Independently adjustable accelerations and decelerations are completely independent of the speeds. As a consequence, system overloads or underloads because of accels or decels are extremely small (a beam pump goes from 40% over gravity to 100%). The peak polished rod for the system is much lower than for a beam pump (never more that 5%).
The system loads barely change with speed, as the accels and decels remain unchanged. The same DynaPump pumping unit and the same pump and rod design can be supplied with different power units for production flexibility.
Applications
In terms of depth and flow, system performance is comparable to the submersible pump. Other rod pump technologies do not have the rod capacity or torque to reach those flows. The operating energy savings are substantial, especially considering that these devices run 24/7. The ratio of power consumption at equal depth and flow runs from one fifth to one tenth.
At the middle range of flows and depths, the system is an economical alternative to beam pumps and gas lift. Compared to the beam pump, an increased flow (when available or necessary) creates a much better cash flow together with fewer parted rods, lower power consumption and low capital expenditures.
Compared to gas lift, doubling well production is typical, together with cutting dramatically gas consumption and eliminating the classic winter problems.
Field examples
Coalbed methane field.
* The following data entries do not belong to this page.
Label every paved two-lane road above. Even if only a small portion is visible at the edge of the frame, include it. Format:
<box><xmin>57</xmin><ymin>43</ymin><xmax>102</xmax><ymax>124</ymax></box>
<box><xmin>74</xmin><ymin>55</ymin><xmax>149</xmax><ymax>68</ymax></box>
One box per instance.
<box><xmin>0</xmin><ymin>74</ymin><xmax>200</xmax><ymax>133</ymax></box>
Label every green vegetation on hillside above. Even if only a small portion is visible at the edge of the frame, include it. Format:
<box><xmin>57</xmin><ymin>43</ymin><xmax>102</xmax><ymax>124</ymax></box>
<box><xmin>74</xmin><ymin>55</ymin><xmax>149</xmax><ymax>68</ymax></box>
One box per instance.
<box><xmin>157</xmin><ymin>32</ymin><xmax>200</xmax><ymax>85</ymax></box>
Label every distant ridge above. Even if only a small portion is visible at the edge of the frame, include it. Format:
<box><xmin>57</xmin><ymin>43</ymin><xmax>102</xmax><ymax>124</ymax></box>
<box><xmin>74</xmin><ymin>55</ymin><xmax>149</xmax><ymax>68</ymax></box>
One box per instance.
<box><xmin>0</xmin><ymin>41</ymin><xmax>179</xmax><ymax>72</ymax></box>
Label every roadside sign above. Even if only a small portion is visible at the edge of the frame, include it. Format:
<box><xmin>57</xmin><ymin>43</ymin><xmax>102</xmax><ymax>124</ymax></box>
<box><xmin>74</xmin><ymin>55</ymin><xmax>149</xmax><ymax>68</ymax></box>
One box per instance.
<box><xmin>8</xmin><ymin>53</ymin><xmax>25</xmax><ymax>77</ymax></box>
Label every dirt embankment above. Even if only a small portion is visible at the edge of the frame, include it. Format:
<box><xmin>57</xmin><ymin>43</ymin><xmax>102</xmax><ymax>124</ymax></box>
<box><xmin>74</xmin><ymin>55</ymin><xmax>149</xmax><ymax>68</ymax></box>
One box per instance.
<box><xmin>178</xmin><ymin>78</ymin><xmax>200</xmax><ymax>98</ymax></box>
Increasing gas flow was hampered by a high fluid level. The existing 160-beam unit with a 74-in. stroke was running at 9 SPM and not able to pump off the well, which limited gas production to approximately 100 Mcf per day. A system was installed with a 20-hp power unit. The system has more than twice the stroke length of the previous beam pump. With the increased load capacity of the system, the BHP size was increased to 2 in. Within 30 days, the well was pumped off and gas production increased to 300 Mcf per day.
Converting from gas lift. Gas production profits were continuously being compromised by the use of gas lift on a substantial number of wells. The use of submersible pumps would not prove profitable based on the projected production. BHP sizing for a conventional beam unit would not meet the flow requirements and ensure rod string life. A system with a 100-hp power unit was installed. The system has much slower accelerations and decelerations and is adjustable, thus increasing rod string life. In addition, the structure rating of 60,000 lb allowed for a larger BHP. The installation more than doubled the oil production.
Load feedback. A west Texas well had a polish-rod clamp slip. This resulted in a BHP position that was lower in the barrel, and pounding started. The system immediately detected the loss of load and stopped. This prevented continued damage to the BHP. Other rod-pumping systems would have continued pounding, resulting in costly repairs.
Barrel damage. A New Mexico well had damage to the barrel near the bottom of the stroke. The system's variable stroke length enabled raising the bottom-stroke position. By moving the bottom-stroke position up, the scored position of the BHP was avoided. The well was able to continue producing while waiting on repair.